AMX Backend

The KT-Kernel AMX backend is designed for Intel CPUs with AMX support. It accelerates CPU-side MoE expert computation and works with SGLang to enable CPU-GPU heterogeneous inference.

Who should use AMX backend
AMX architecture summary
Representative optimization results
System requirements
Prepare CPU weights for AMX
Launch with SGLang
Troubleshooting

Who should use AMX backend

Use AMX backend when:

Your CPU supports amx-bf16 / amx-int8 / amx-tile
You want higher CPU MoE throughput than generic AVX-only paths
You are deploying hybrid inference with SGLang and want CPU experts to handle cold paths efficiently

Supported methods and selection guidance:

BF16: Full-precision path for scenarios where quality is the top priority
AMXINT8: Custom quantized weight format with higher throughput and potentially slight quality drop
AMXINT4: Custom quantized weight format with the highest throughput, but some models may show a more noticeable quality drop

Note: AMXINT8 / AMXINT4 use KT-Kernel custom quantized weight format (conversion required).

AMX architecture summary

Compared with traditional vector-based kernels, AMX uses tile-based matrix compute and can deliver 8× the theoretical throughput of AVX-512 instructions, making it well suited for compute-intensive workloads; KT-Kernel builds on this with several MoE-oriented optimizations:

1) Tiling-aware memory layout

Expert weights are pre-rearranged during loading into tile-friendly sub-matrices
Sub-matrices are aligned to 64-byte boundaries
Layout follows compute access order to improve cache locality and prefetch efficiency

This reduces data-movement overhead and avoids expensive runtime transpose/reorder.

2) Cache-friendly compute pipeline

Work is partitioned column-wise across threads
Per-thread blocks are sized for cache residency (L2/L3 aware)
Tile registers are used for accumulation to reduce intermediate memory traffic

This design minimizes DRAM round-trips and improves sustained throughput.

3) Dynamic AMX/AVX512 path selection

AMX is efficient for larger matrix workloads (typical prefill)
Lower arithmetic-intensity scenarios (typical decode) may benefit from lighter AVX512 kernels

KT-Kernel can switch compute paths according to runtime workload characteristics, balancing throughput and latency.

4) MoE task fusion and dynamic scheduling

Expert GEMM tasks are fused to reduce scheduling overhead
Fine-grained sub-tasks are dynamically balanced across threads
Task stealing is used to mitigate expert-activation skew during prefill

This is important for stable performance under real routing imbalance.

Representative optimization results

On a single Xeon4 CPU, the MoE-specialized AMX backend can provide substantial gains:

BF16 operator throughput above 20 TFLOPS
Int8/Int4 operator throughput above 37 TOPS

For end-to-end inference, a dual-socket Xeon4 CPU setup with a single RTX 4090 can achieve over 500 tokens/s DeepSeek-V3 prefill throughput.

These results show that a MoE-optimized AMX kernel can deliver higher throughput on lower-cost CPUs, significantly lowering the deployment barrier for large models.

System requirements

CPU and platform

Intel Sapphire Rapids (Xeon 4th Gen) or newer
Linux x86-64
Python 3.10/3.11/3.12

Check AMX capability

lscpu | grep -i amx

Expected flags include:

amx-bf16 amx-int8 amx-tile

If AMX flags are missing:

Check CPU generation
Enable AMX-related options in BIOS
Ensure OS/kernel supports AMX state management

Prepare CPU weights for AMX

CPU-side weight requirements depend on method:

`BF16`: no conversion required

BF16 does not require convert_cpu_weights.py.
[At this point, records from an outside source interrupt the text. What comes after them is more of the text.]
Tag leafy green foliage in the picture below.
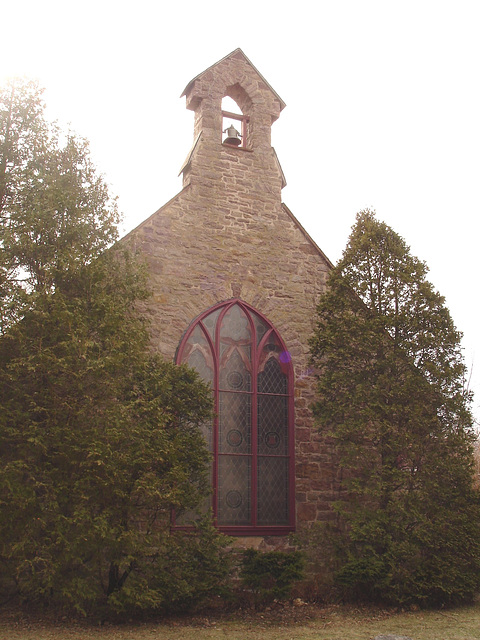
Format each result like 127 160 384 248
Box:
311 211 480 604
0 79 228 612
240 549 304 605
0 80 119 334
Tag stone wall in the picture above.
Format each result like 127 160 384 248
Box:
126 50 342 544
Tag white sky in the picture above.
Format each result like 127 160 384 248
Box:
0 0 480 419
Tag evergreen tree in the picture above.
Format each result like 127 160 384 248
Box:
0 83 229 612
311 210 480 604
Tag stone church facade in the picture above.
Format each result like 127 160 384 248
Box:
125 49 336 548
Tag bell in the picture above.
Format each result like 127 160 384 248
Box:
223 124 242 147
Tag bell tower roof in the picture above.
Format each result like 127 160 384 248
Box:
180 48 286 122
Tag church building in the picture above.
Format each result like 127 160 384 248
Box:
126 49 336 549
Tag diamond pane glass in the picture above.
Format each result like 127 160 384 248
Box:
258 358 287 394
218 456 251 525
257 395 288 456
220 348 251 391
218 393 252 453
257 457 288 525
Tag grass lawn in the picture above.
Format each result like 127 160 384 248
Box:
0 603 480 640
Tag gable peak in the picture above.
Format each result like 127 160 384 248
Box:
180 47 286 111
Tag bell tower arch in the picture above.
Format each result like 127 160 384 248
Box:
181 49 286 194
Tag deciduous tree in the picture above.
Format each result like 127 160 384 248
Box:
0 83 228 611
311 210 480 604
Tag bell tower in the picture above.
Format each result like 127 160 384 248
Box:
180 49 286 204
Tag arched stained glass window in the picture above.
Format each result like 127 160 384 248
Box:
177 300 295 535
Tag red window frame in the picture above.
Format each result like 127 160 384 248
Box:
176 298 295 536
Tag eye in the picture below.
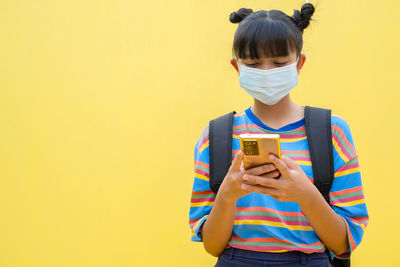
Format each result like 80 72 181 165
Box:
245 63 258 67
274 62 287 67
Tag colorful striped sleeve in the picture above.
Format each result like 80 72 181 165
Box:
329 115 369 259
189 126 216 242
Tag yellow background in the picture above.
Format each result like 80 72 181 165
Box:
0 0 400 267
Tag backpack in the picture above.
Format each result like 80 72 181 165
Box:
209 106 350 267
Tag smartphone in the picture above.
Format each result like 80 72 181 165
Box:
239 134 281 170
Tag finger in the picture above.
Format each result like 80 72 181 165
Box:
258 170 281 179
242 184 280 197
269 154 289 176
246 163 276 175
240 161 246 172
243 174 282 189
282 156 300 170
231 150 243 171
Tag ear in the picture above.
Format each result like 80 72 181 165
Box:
231 58 239 72
297 54 307 74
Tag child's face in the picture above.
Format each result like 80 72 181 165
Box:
239 49 296 70
231 49 306 73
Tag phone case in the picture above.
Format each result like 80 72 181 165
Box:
239 134 281 170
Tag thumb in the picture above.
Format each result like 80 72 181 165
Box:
282 155 299 170
231 150 243 171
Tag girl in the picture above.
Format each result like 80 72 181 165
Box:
189 3 369 267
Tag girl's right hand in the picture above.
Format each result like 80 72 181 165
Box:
218 150 280 201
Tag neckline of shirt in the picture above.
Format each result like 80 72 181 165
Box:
245 106 305 132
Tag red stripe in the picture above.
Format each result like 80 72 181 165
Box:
330 194 364 205
235 215 310 226
336 163 360 172
194 169 210 177
191 197 215 203
236 207 305 217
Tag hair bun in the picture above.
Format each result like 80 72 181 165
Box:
292 3 315 32
229 8 253 23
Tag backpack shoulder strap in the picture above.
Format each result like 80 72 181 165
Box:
304 106 350 267
304 106 334 203
208 111 236 193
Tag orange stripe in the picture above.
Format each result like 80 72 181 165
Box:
329 186 362 196
192 190 215 195
236 207 305 217
332 125 357 155
232 236 322 247
281 150 310 154
194 160 209 169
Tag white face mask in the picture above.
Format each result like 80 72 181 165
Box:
238 58 299 105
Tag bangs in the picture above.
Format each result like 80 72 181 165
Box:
232 18 296 59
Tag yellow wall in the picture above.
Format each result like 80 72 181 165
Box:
0 0 400 267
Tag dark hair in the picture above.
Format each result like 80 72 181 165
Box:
229 3 315 59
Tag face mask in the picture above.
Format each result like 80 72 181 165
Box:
238 59 299 105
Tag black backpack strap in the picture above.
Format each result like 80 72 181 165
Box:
304 106 350 267
208 111 236 193
304 106 334 203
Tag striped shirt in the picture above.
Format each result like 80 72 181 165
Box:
189 107 369 259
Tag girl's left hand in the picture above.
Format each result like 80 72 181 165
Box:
242 154 316 204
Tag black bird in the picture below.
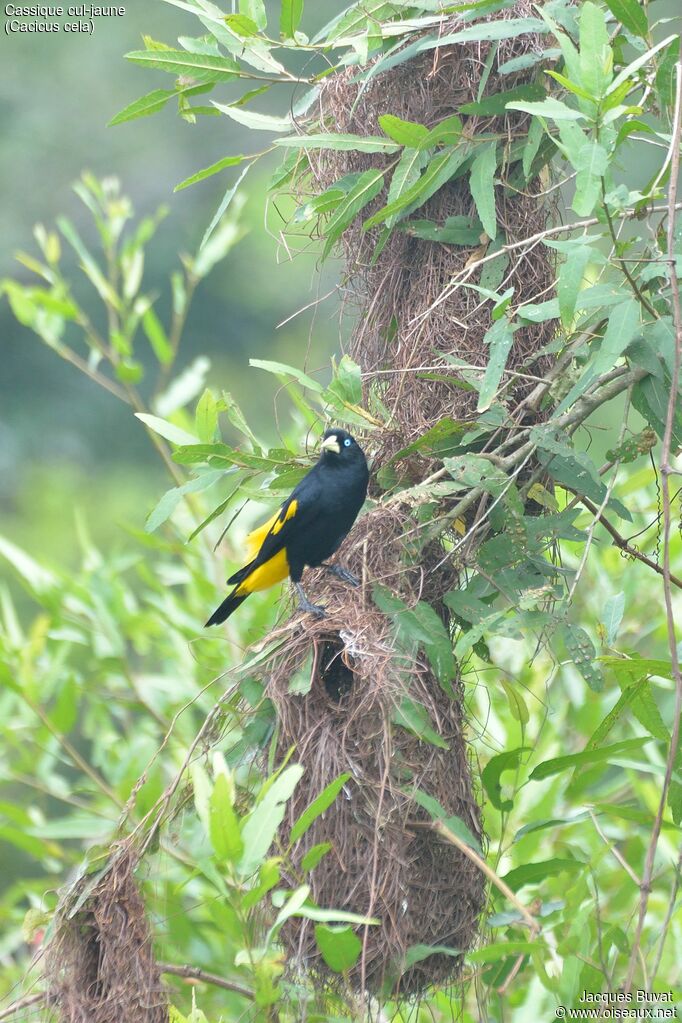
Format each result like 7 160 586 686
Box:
207 429 369 625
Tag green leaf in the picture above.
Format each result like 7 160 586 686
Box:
213 100 291 131
142 306 173 366
324 355 362 407
469 142 497 239
239 0 267 32
507 96 585 121
379 114 428 149
500 678 531 724
580 0 613 100
106 89 181 128
387 147 426 227
466 941 545 963
459 82 546 117
289 771 351 844
502 859 585 892
606 36 678 96
481 746 531 810
402 215 483 246
315 924 362 973
558 624 604 693
225 14 258 39
409 789 483 855
529 736 650 782
601 591 625 647
391 697 450 750
412 601 457 685
476 316 515 412
571 142 608 217
238 764 304 877
274 134 400 152
279 0 304 39
209 773 243 863
362 146 467 230
135 412 198 446
173 157 244 191
199 164 252 256
604 0 649 39
556 246 592 328
554 299 641 415
248 359 324 394
322 171 383 259
126 50 239 82
418 114 462 149
194 388 225 444
144 470 225 533
301 842 332 871
402 945 462 973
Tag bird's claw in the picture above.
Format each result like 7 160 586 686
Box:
324 565 360 586
295 583 326 618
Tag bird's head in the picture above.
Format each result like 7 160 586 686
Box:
320 428 365 465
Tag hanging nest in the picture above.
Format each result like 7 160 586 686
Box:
268 0 554 997
268 509 485 996
45 851 168 1023
300 0 554 456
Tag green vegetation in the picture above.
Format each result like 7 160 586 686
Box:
0 0 682 1023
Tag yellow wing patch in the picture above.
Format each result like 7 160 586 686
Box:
234 548 289 596
246 501 299 560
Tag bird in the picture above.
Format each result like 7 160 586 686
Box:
206 428 369 627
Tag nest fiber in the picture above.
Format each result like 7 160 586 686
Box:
268 510 484 996
45 853 168 1023
309 0 554 454
269 0 554 996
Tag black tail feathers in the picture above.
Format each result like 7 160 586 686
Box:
204 592 248 628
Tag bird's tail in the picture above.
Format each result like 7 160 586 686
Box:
204 590 248 628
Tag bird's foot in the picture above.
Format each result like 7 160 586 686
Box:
324 565 360 586
293 582 325 618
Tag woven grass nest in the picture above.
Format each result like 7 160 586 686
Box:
300 0 554 455
268 509 484 996
45 852 168 1023
268 0 554 997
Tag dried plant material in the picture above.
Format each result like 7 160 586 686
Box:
45 852 168 1023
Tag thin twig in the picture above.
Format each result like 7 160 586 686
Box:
624 48 682 992
589 810 641 888
409 203 682 326
579 494 682 589
431 820 542 938
160 963 256 994
649 848 682 990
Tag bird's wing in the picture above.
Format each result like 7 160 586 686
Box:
228 471 320 582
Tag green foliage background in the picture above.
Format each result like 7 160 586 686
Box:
0 0 682 1023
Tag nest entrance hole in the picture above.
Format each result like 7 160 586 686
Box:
313 632 355 703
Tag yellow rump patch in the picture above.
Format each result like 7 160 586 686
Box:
246 501 299 560
234 548 289 596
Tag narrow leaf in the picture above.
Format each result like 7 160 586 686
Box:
469 142 497 239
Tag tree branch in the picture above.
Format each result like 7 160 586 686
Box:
160 963 256 994
578 494 682 589
624 46 682 992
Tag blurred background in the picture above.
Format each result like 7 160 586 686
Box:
0 0 338 577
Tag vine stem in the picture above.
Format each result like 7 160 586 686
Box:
624 46 682 992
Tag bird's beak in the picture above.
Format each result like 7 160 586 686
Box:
320 434 340 454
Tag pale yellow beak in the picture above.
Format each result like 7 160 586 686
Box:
320 434 340 454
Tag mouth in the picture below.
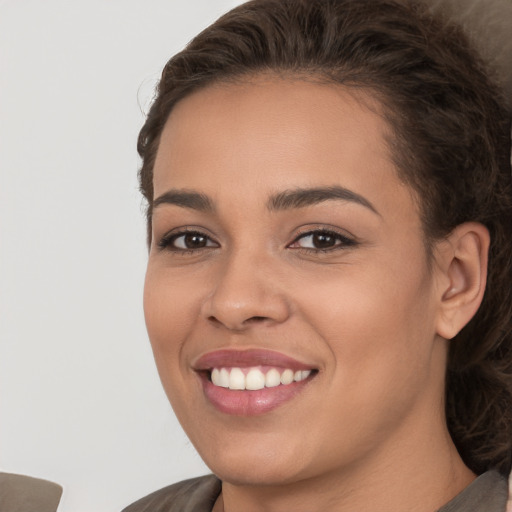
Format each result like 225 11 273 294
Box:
194 350 318 416
209 366 314 391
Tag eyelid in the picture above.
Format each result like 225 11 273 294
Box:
156 226 220 254
287 226 359 253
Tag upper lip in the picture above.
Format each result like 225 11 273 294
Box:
193 349 314 371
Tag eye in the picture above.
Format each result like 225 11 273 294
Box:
158 231 218 252
288 229 356 251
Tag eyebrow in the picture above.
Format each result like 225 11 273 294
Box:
267 186 380 215
153 190 215 212
153 186 380 215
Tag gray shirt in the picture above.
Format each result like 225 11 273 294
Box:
123 471 508 512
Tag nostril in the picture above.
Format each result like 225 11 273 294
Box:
246 316 267 323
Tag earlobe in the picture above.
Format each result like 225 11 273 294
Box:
437 222 490 339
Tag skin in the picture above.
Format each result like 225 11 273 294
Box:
144 77 488 512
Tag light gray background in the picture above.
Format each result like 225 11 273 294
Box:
0 0 241 512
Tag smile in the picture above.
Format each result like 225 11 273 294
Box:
211 367 311 391
194 349 318 416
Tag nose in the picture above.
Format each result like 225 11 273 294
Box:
202 249 290 331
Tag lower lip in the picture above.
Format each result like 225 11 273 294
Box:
201 374 313 416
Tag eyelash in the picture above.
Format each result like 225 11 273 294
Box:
288 228 358 254
158 229 218 254
158 228 358 255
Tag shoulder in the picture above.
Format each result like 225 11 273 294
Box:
122 475 221 512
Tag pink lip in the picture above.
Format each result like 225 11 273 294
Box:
194 349 313 371
194 349 315 416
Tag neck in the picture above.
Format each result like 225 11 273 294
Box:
214 423 475 512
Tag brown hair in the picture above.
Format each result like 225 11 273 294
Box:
138 0 512 473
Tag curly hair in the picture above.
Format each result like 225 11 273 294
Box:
138 0 512 473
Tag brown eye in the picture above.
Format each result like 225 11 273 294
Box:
158 231 218 252
181 233 208 249
311 233 337 249
289 230 356 251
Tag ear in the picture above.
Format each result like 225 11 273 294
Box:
436 222 490 339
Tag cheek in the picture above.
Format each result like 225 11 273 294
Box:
144 262 200 372
302 253 435 390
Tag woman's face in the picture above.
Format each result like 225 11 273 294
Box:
144 78 445 483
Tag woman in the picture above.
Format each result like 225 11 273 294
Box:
126 0 512 512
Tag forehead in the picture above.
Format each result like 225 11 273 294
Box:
154 77 414 217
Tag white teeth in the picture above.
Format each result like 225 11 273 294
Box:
245 368 265 390
281 370 294 386
212 368 220 386
211 368 311 391
219 368 229 388
229 368 245 389
265 368 281 388
300 370 311 380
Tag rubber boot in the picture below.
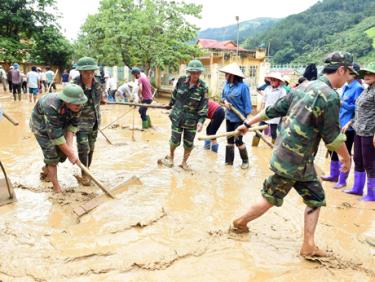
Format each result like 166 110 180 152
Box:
251 134 260 147
320 161 340 182
361 178 375 202
142 119 148 129
203 140 211 150
147 116 152 128
344 171 366 195
211 143 219 153
333 169 349 189
225 145 234 165
238 147 249 169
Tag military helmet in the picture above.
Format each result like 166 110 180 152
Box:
131 67 141 74
359 63 375 78
57 83 87 105
186 60 204 72
77 57 99 71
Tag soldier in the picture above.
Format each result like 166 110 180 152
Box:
30 85 87 193
233 52 356 256
73 57 105 186
158 60 208 170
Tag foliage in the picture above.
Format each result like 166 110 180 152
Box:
0 0 72 65
244 0 375 64
75 0 202 70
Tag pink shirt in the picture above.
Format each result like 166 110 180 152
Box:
138 76 152 100
207 99 220 119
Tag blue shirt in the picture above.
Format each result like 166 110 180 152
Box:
339 80 363 130
221 82 251 122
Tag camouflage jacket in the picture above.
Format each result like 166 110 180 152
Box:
30 93 81 145
261 76 346 181
73 76 104 131
169 76 208 128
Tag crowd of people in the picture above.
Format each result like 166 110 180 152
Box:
0 52 375 256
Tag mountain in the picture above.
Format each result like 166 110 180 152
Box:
198 18 279 42
242 0 375 64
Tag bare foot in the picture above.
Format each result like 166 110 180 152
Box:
179 163 191 171
299 246 328 257
229 219 249 234
158 156 173 168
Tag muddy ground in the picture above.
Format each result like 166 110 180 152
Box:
0 92 375 281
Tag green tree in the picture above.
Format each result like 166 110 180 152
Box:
75 0 202 70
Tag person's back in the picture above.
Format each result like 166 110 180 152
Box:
271 77 340 181
27 71 39 88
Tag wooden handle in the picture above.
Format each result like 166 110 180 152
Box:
76 161 115 199
3 113 19 126
107 102 169 109
198 125 268 141
229 103 273 149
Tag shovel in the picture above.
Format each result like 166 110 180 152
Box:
0 161 17 206
76 161 115 199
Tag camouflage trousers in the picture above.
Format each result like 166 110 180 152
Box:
169 123 197 149
77 127 98 155
262 174 326 208
34 134 66 165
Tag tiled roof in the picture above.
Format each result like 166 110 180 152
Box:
197 38 249 51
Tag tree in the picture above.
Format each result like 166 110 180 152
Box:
75 0 202 70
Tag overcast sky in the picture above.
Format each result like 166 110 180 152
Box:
57 0 318 39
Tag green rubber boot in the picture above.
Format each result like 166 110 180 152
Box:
147 116 152 128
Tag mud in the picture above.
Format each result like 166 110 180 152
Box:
0 92 375 281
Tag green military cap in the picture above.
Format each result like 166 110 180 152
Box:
324 51 358 75
57 84 87 105
186 60 204 72
77 57 99 70
359 63 375 78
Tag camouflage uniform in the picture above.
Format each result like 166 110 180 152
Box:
30 93 80 165
261 76 346 207
73 76 104 166
169 76 208 149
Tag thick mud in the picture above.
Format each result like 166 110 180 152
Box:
0 93 375 281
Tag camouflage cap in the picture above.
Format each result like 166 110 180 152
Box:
77 57 99 71
359 63 375 78
57 83 87 105
324 51 358 75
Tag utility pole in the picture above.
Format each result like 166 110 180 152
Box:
236 16 240 57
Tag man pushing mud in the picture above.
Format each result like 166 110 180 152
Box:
232 52 356 256
30 85 87 193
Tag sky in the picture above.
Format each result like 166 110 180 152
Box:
57 0 319 40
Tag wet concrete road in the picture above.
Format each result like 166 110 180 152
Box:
0 93 375 281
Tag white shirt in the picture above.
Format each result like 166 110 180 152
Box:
69 69 79 81
27 71 39 88
262 85 286 124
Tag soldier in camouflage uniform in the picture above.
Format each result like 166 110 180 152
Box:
73 57 104 186
30 85 87 193
158 60 208 169
233 52 356 256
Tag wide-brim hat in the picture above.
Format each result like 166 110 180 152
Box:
219 63 245 78
57 84 88 105
358 63 375 78
76 57 99 71
266 72 284 81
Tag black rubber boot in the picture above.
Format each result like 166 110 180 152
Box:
225 145 234 165
238 147 249 169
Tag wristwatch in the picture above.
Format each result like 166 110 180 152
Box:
243 121 251 128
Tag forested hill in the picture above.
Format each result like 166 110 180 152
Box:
198 18 279 42
242 0 375 64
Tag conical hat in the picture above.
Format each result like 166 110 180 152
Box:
266 72 284 81
219 63 245 78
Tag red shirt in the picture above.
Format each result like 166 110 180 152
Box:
207 99 220 119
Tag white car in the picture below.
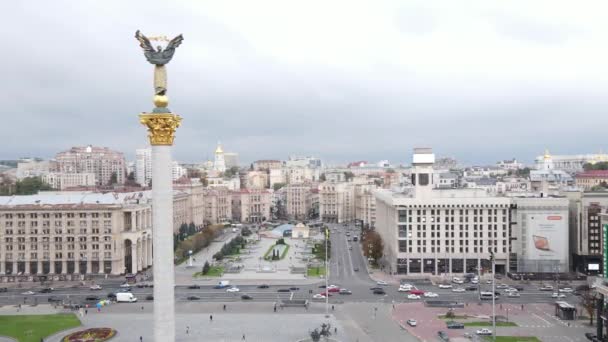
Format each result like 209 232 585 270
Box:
475 329 492 335
398 286 412 292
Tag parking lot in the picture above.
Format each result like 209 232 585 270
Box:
393 302 594 342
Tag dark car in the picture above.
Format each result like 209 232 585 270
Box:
445 321 464 329
49 296 62 303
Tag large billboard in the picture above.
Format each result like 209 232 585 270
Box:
526 212 568 264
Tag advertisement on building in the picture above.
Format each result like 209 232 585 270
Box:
526 213 568 262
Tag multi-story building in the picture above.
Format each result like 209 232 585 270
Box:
374 149 510 275
232 189 272 223
564 191 608 274
253 159 283 171
42 172 96 190
319 182 355 223
509 195 570 273
284 183 312 220
224 152 239 169
574 170 608 190
203 187 232 224
17 158 57 180
135 148 152 186
55 145 126 185
535 151 608 173
0 192 152 275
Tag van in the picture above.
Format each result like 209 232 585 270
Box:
116 292 137 303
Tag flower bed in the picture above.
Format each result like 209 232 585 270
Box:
61 328 116 342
Use the original BF16 model directory directly as --kt-weight-path (typically the same directory as --model).

`AMXINT8` / `AMXINT4`: conversion required

These methods use KT-Kernel custom quantized format, so CPU-side expert weights must be converted to AMX-friendly format first.

python scripts/convert_cpu_weights.py \
  --input-path /path/to/model \
  --input-type bf16 \
  --output /path/to/cpu-weights-int8 \
  --quant-method int8

Common options:

--input-type: fp8, fp16, or bf16
--quant-method: int8 or int4

Use the converted output directory as --kt-weight-path.

Launch with SGLang

AMX backend now runs through SGLang startup flow.

python -m sglang.launch_server \
  --model /path/to/model \
  --trust-remote-code \
  --kt-method BF16 \
  --kt-weight-path /path/to/model \
  --kt-cpuinfer 64 \
  --kt-threadpool-count 2 \
  --kt-num-gpu-experts 32

Key AMX-related parameters:

--kt-method: BF16, AMXINT8, or AMXINT4
--kt-weight-path:
- BF16: original BF16 model directory
- AMXINT8/AMXINT4: converted CPU weight directory

For full installation and end-to-end examples, see KT-Kernel Installation.

Troubleshooting

`Illegal instruction` or AMX kernel not used

Verify AMX flags with lscpu
Confirm AMX is enabled in BIOS
Rebuild/reinstall KT-Kernel if environment changed

Slow startup during AMX conversion

Weight conversion is expected to take time for large MoE models. This is a one-time preprocessing step per weight set.

No throughput gains in decode-heavy workloads

decode can have lower arithmetic intensity. This is normal; KT-Kernel may rely more on non-AMX paths in such phases for better latency.